Research News: Tracking COVID-19 and variants of concern in wastewater around the globe

Image of pipetting inside the ImPaKT Facility

By Crystal Mackay

For three weeks this summer Hector Rangel, PhD, Associate Scientist at the Venezuelan Institute for Scientific Research, collected samples from wastewater in Caracas, Venezuela.

In Kampala, Uganda, Brian Lubega, PhD, took samples from a stream where open sewers drain into the watershed.

These specimens were then processed and sent off to be analyzed at Western University’s Imaging Pathogens for Knowledge Translation (ImPaKT) facility. The goal is to better understand the prevalence of the coronavirus in these areas and get a picture of the variants that are circulating there.

Gloved hand holds jar of wastewater with cityscape in the backgroundCaracas and Kampala are two of six international sites that are part of a new project investigating whether wastewater testing can be a viable surveillance system for SARS-Cov-2 in low and middle-income countries. The project is led by researchers at Western and University of Otago in New Zealand, and involves scientists in Uganda, Ghana, Colombia, Venezuela and Fiji.

At each of these locations, wastewater is collected at set time intervals and processed to extract the RNA. The samples are then shipped to the ImPaKT biocontainment facility in London, Ont., for analysis. Researchers at ImPaKT look for evidence of SARS-CoV-2 in the samples, and can also sequence the RNA to identify which variants are circulating in the population. This way, they can also detect new and emerging variants.

This wastewater testing is based on the same process that the team at Western has developed for Ontario.

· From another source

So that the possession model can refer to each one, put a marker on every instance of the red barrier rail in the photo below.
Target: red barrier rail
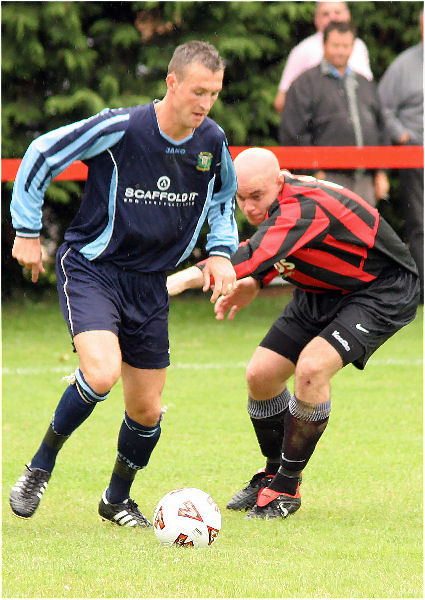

“COVID-19 testing in low-to-middle-income countries is not available the way it is here. We realized that testing for the virus in wastewater is a low-cost tool to monitor the pandemic in these settings,” said Eric Arts, PhD, Professor at Western’s Schulich School of Medicine & Dentistry. “Based on what we’ve done in Ontario, we can get a pretty good estimate of the viral load in the water to estimate how many cases there are in that population.”

Arts said this can help identify which populations and geographic areas to target for vaccination campaigns.
In Caracas, for example, only a limited number of labs can test for COVID-19 in the population, and the political and economic situation in the country make testing and tracing even more challenging. Because of this, the number of reported cases likely underestimates the true picture in the country.

“Because of limited testing, people walk the streets with the infection, but are asymptomatic, and become sources of dispersal of the virus,” said Rangel. “In this sense, the detection of infection nodes in the wastewater might make it possible to limit the active dispersal areas and perhaps control these events a little better.”

Beyond COVID

The proof-of-concept study is being done to demonstrate if this kind of surveillance is possible in places where most wastewater does not end up in treatment plants. In regions of Uganda and Ghana, open sewers can drain directly into nearby streams, which are also the best collection points to monitor COVID-19 outbreaks in heavily populated, low-income urban areas.

“We already know that this [water testing protocol] works in higher income countries, like Canada, Italy and Belgium, with well-established wastewater systems, but we want to show that we are able to also make it work in low- and middle-income countries as well,” said Miguel Quiñones-Mateu, Professor in the Department of Microbiology and Immunology at University of Otago.

Teaming up with wastewater engineers and geographers, the team is using the topography, water drainage patterns and housing density maps to estimate the number of COVID-19 cases in the population. All of this relies on taking a sample from stream and measuring the amount of virus in it.

“We also look at how different wastewater constituents affect the virus; so for example, the temperature of the water or the presence of organic material, and how that plays a role in what we are actually able to recover and detect,” said Chris DeGroot, PhD, Assistant Professor in the Faculty of Engineering who studies wastewater. “The goal is to be able to use this as a public health monitoring system in any country.”

The research team hopes that beyond the COVID-19 pandemic, this could be used to detect other viruses in wastewater, to get an early warning sign for future outbreaks and epidemics.